Donc, n'importe où, mais à la frontière d'un empire vieillissant, une petite ville sombre, rude et froide à plusieurs heures de cheval de la grande ville la plus proche, T., pour ne pas la nommer, voit son unique policier, le priapique Capitaine Nourio et son monolithique adjoint, sur le pied de guerre. On vient de les appeler pour venir constater l'assassinat du curé dont le crâne a été fracassé à coups de pierre. Nul ne connaissait d'ennemi au curé on ne peut plus orthodoxe, rigide même, et aucune querelle ne l'ayant opposé à personne, personne n'a la moindre idée de ce qui a pu se passer. La petite ville est par ailleurs plutôt policée et bien tenue, il ne traîne pas de voyou dangereux à qui imputer le crime. Le curé dogmatique et froid n'était pas adoré au point que son décès crée un grand deuil, mais enfin, les gens préfèrent ne pas vivre dans une ville où un assassin circule en liberté et la population réclame un coupable, une exécution etc. histoire que les choses rentrent dans l'ordre et que la vie reprenne son cours. Nourio, homme intelligent mais vil à tous points de vue, est bien embêté car son enquête n'a aucun point de départ et il ne voit pas du tout ce qu'il pourrait faire. Il s'inquiète de ce que sa hiérarchie, d'abord les notables de la petite ville, puis ceux de la grande ville, puis l'empire, vont penser de lui. Un fiasco lui vaudrait sûrement une mutation dans un coin encore plus perdu, alors que si ils étaient satisfaits au contraire...

Aussi louche-t-il en permanence dans leur direction à l’affût d’un signe.

L'empire est catholique et le pays de l'autre côté de la frontière est musulman. Le deux pays sont en paix, mais une paix méfiante. Quelques musulmans vivent depuis toujours dans la petite ville. Ils se considèrent comme bien intégrés mais dès que la petite ville s'inquiète un peu, ils doivent déchanter. Un peuple mécontent à besoin d'un bouc émissaire et le bouc émissaire, c'est toujours le "Différent". Le seul médecin est musulman et il en a assez vu de la nature humaine pour comprendre tout de suite le danger et ne pas voir d'autre solution que la fuite avec toute sa famille. (On pense aux Juifs qui ont pu fuir assez vite à l'arrivée du nazisme). Personne ne le croit.

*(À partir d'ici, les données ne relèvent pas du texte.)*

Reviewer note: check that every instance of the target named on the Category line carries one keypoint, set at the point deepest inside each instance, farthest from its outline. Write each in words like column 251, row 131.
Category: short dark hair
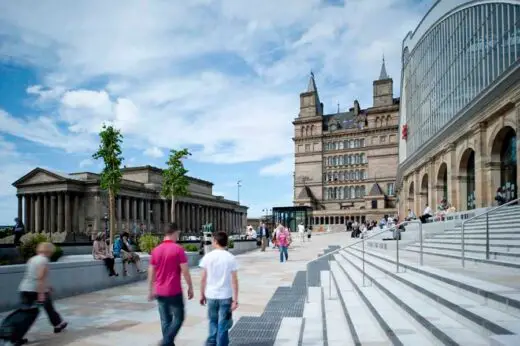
column 221, row 238
column 172, row 228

Nourio de son côté se fait expliquer qu'il y a vérité et vérité... Qu'est-ce que la vérité, d'abord? Une vue de l'esprit, une interprétation des faits. Le plus souvent, chacun à la sienne. Si tout le monde pense la même chose, n'est-ce pas la vérité? Une vérité qui arrange tout le monde n'est-elle pas forcément, la vérité vraie? La seule valable et digne d’être défendue ? Bien plus que celle qui met tout le monde dans l'embarras. Pourquoi chercherait-on une vérité perturbante? Une vérité "efficiente" est bien préférable surtout si elle aide à maintenir l'ordre et l'unité. Je pense que l'auteur ne s'interroge pas sur ce qu'est la vérité dans l'absolu, d’un point de vue philosophique, peut-on trouver une vérité totalement objective ? etc. mais plutôt sur ce qu'est la vérité dans la société. On dit que l'Histoire est un récit écrit par les vainqueurs, la vérité serait de même le récit du pouvoir.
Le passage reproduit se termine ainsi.